TELFORD VICE, Cape Town
NEW Zealanders knew Dale Steyn would become Dale Steyn before he did – before he had the tattoos, the eyes, the hairstyles, the attitude and most of his test wickets.
They knew it at Centurion on November 16, 2007, when one of their opening batsman, Craig Cumming, had the bones in his face broken in 23 places by a Steyn bouncer.
Steyn himself was first on the scene of the crime. But not for long: he came, he saw the blood, he was conquered by what he had done and turned away.
Sixty-seven of his 82 tests, 349 of his 406 wickets and nine-and-a-half years later, you get the feeling Steyn might whip out a straw and slurp up the blood he spills.
Steyn has built his success on more than skill, speed, swing and skid.

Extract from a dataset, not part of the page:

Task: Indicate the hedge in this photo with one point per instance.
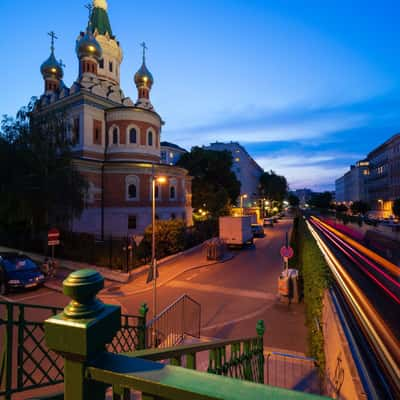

Were his gifts limited to those he would have been a fine fast bowler. But he has added to them the kind of aggression that could wipe the smirk off Jacob Zuma’s face.
That has earned Steyn cricket’s rarest achievement: to be garlanded as great before the end of his career.
For most of Steyn’s time as a test player South Africa have leaned on him to be the bad guy.
Seldom will that have been as true as in the test series against New Zealand that starts on Kingsmead on Friday.
South Africa have won only one of their last 10 tests, consequently crashing from No. 1 to 7 in the rankings. Steyn has missed six of those games through injury and, at 33, he would seem to be saddling up for the sunset.
Those are compelling circumstances for drama in Durban, where Steyn will want to be the sharp edge of South Africa’s axe.
“For his own self-confidence Dale has to produce in this series but he’s definitely got what it takes,” former test fast bowler Brett Schultz said. “He’s the best thoroughbred fast bowler we’ve produced.”
Was the absence of Steyn’s fire a major missing part of the South African puzzle last season?
“Hundred percent,” Schultz said. “Fast bowlers lift their own sides and create tension in the opposition, a feeling that something’s going to happen.”
Schultz knows of whence he speaks, having scared the bejaysus out of batsmen in 60 first-class matches – nine of them tests – from 1990 to 1997.
“The best fast bowlers have always had aggression,” Schultz said. “Some have it in their demeanour, some in their verbals, some in their bowling style.
“But they’ve all been aggressive. Without aggression there is no fast bowling.”
New Zealand coach Mike Hesson, having presided over his team’s 2-0 thumping of Zimbabwe this month, would agree.
“A lot of our players naturally play an aggressive brand of cricket,” Hesson said. “Our job as support staff and leaders in the group is to make sure we don’t dampen that down.
“If someone’s able to get their best level of consistency by playing an aggressive brand of cricket then I’m all for it.
“You pick players because of what they can do. You don’t pick them and then try change them and get them to suit your style.”
Neil Wagner, for instance, was a bouncer bazooka in Zimbabwe and took 11 wickets at 17.
But South Africa are not Zimbabwe, perhaps the least aggressive team in cricket.
New Zealand, meanwhile, are following the trail blazed by Brendon McCullum at the 2015 World Cup.
Stand back. We don’t know how big this fire will get.